Los Angeles Testing National Cop Registry to Track Police Misconduct

Los Angeles Testing National Cop Registry to Track Police Misconduct


Los Angeles is set to test the LEWIS Registry, the first comprehensive national database of police officers who have been terminated or resigned due to misconduct.

Named after the late Georgia congressman and civil rights leader John Lewis, the Law Enforcement Work Inquiry System or LEWIS Registry aims to bring transparency and accountability to law enforcement nationwide, NBC News reports. The USC Safe Communities Institute (SCI) announced the pilot roll-out of the LEWIS (Law Enforcement Work Inquiry System) Registry on Monday.

The registry uses public records from sources such as official department statements, court records, police notices, news reports, and other open sources, to document details of a police officer’s history of misconduct. The database keeps track of reports related to incidents of excessive force, corruption, domestic violence, sexual assault, harassment, perjury, hate group affiliation, or filing a false police report. The system serves to prevent terminated or resigned officers from getting rehired at another police department.

“A national police misconduct registry of abusive, violent and corrupt police officers is necessary to ensure transparency,” said U.S. Rep. Karen Bass (D-CA 37rd District). “This will hold officers accountable to the people they are supposed to serve and protect, as well as prevent bad officers from leaving one department and being hired in another.”

State laws have protected the personnel records of reprimanded officers for years. But California lawmakers are working to pass legislation that would force departments to decertify officers with serious misconduct history so that they cannot get hired by another agency.
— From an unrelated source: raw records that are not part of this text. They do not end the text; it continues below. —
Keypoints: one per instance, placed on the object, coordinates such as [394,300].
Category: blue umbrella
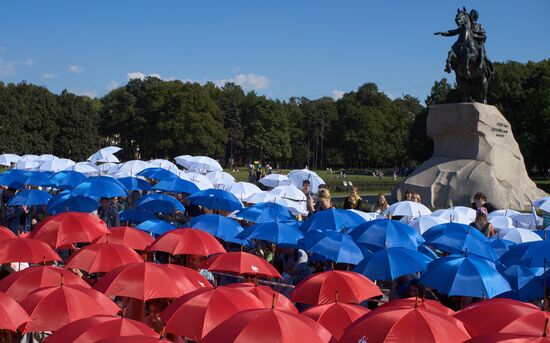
[332,220]
[440,229]
[382,233]
[278,232]
[30,197]
[176,186]
[156,226]
[334,246]
[72,203]
[526,286]
[158,173]
[465,276]
[216,199]
[135,184]
[67,179]
[136,215]
[218,226]
[157,202]
[461,242]
[391,263]
[100,186]
[265,212]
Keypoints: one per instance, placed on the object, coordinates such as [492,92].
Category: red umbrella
[6,233]
[99,327]
[103,257]
[146,280]
[69,227]
[20,284]
[393,324]
[335,317]
[187,241]
[243,263]
[126,235]
[501,312]
[134,339]
[51,308]
[268,325]
[26,250]
[266,294]
[426,304]
[12,315]
[323,288]
[197,313]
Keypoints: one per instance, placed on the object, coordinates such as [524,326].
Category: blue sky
[277,48]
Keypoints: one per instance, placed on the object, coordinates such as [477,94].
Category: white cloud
[112,85]
[247,81]
[7,68]
[336,94]
[49,76]
[75,69]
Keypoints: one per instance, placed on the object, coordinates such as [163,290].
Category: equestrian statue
[467,57]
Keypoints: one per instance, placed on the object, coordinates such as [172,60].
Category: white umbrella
[85,168]
[275,180]
[449,214]
[8,159]
[424,223]
[289,192]
[243,190]
[297,178]
[518,235]
[204,164]
[184,160]
[408,209]
[262,196]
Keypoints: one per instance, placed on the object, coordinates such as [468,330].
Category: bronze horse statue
[467,57]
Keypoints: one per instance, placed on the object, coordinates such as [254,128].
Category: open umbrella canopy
[67,179]
[100,186]
[332,220]
[284,233]
[96,328]
[30,197]
[465,276]
[391,263]
[50,308]
[12,315]
[135,184]
[333,285]
[500,311]
[335,317]
[242,263]
[268,325]
[176,185]
[157,202]
[155,226]
[102,257]
[187,241]
[381,233]
[69,227]
[218,226]
[405,324]
[268,296]
[26,250]
[21,283]
[128,236]
[334,246]
[195,314]
[216,199]
[145,281]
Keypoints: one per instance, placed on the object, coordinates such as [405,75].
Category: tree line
[152,118]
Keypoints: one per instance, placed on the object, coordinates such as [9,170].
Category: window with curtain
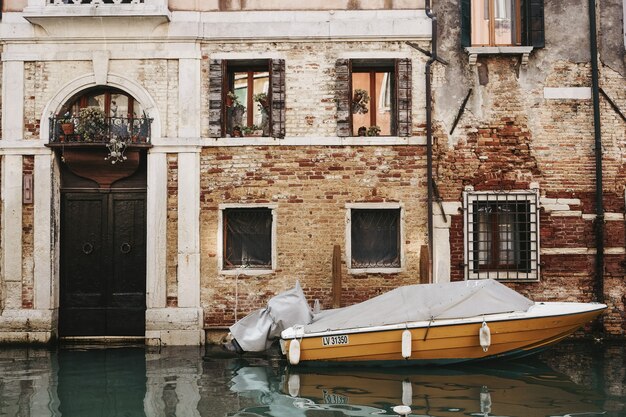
[375,238]
[502,23]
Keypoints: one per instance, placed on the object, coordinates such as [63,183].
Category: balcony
[126,17]
[77,131]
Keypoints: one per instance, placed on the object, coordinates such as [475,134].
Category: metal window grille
[501,236]
[96,2]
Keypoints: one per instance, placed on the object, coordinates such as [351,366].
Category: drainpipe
[429,137]
[599,222]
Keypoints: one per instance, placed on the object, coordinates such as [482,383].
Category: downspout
[599,221]
[429,137]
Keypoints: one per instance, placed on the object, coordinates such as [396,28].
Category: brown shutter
[277,97]
[403,100]
[217,72]
[342,96]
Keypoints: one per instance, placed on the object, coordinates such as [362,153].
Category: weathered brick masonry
[512,138]
[311,186]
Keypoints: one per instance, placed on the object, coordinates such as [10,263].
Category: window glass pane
[501,235]
[119,105]
[503,19]
[248,104]
[375,238]
[480,22]
[372,99]
[248,238]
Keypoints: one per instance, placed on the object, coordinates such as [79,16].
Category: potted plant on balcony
[373,131]
[91,123]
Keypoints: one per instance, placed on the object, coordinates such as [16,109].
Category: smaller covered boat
[423,324]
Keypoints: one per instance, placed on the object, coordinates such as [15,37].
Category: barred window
[247,238]
[502,235]
[375,238]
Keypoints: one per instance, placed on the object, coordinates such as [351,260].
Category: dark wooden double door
[103,264]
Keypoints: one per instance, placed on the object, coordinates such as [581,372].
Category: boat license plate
[335,340]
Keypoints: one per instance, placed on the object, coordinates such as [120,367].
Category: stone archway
[102,255]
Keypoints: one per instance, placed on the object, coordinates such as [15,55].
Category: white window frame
[469,197]
[348,245]
[220,240]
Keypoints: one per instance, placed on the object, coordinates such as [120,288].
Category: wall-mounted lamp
[27,189]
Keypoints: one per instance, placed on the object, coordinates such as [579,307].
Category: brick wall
[310,186]
[172,230]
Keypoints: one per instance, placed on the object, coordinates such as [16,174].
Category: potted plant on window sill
[253,130]
[91,123]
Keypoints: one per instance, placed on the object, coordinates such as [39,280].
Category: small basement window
[247,235]
[375,239]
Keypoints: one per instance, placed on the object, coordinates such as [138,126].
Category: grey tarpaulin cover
[424,302]
[257,330]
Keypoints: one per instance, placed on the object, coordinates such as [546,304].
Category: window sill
[474,51]
[362,271]
[246,271]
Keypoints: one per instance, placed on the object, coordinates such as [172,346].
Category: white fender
[484,334]
[293,383]
[407,393]
[294,352]
[402,410]
[406,344]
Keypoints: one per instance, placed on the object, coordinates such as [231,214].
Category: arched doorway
[103,215]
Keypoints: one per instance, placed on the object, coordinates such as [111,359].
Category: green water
[574,379]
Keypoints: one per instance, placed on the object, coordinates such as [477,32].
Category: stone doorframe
[180,325]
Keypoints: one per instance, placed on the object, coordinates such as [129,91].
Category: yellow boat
[415,324]
[446,341]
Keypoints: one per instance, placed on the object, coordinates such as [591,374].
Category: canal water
[573,379]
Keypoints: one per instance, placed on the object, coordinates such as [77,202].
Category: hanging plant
[360,101]
[373,131]
[91,123]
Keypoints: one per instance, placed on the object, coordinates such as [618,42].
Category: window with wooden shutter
[247,98]
[373,97]
[502,23]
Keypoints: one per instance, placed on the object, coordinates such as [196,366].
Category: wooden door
[103,264]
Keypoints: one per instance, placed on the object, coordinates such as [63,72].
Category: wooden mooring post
[336,276]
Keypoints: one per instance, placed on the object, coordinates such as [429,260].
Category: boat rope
[432,319]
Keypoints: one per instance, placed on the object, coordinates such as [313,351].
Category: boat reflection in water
[188,382]
[510,389]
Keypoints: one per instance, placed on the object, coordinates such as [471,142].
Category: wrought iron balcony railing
[76,130]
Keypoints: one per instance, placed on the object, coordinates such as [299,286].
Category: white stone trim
[89,80]
[189,106]
[172,143]
[13,100]
[470,196]
[330,25]
[12,231]
[567,93]
[348,238]
[220,239]
[43,260]
[156,231]
[189,229]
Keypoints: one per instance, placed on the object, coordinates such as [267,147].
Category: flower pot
[67,128]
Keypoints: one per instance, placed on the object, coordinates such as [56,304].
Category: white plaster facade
[82,46]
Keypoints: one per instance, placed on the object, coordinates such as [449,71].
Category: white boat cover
[424,302]
[257,331]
“The common term is called bouncing and they bounced from department to department. California, unfortunately, is one of five states that when you get terminated, you keep your post,” Dr. Erroll Southers, director of USC Safe Communities Institute, and a former police officer and FBI agent.

 

He continued. “We’re only focused on officers that have been terminated, resigned due to misconduct so they can’t go to another department. We think that agencies across the country need to know who they are. They need to know where they came from and to give them an opportunity to not rehire them.”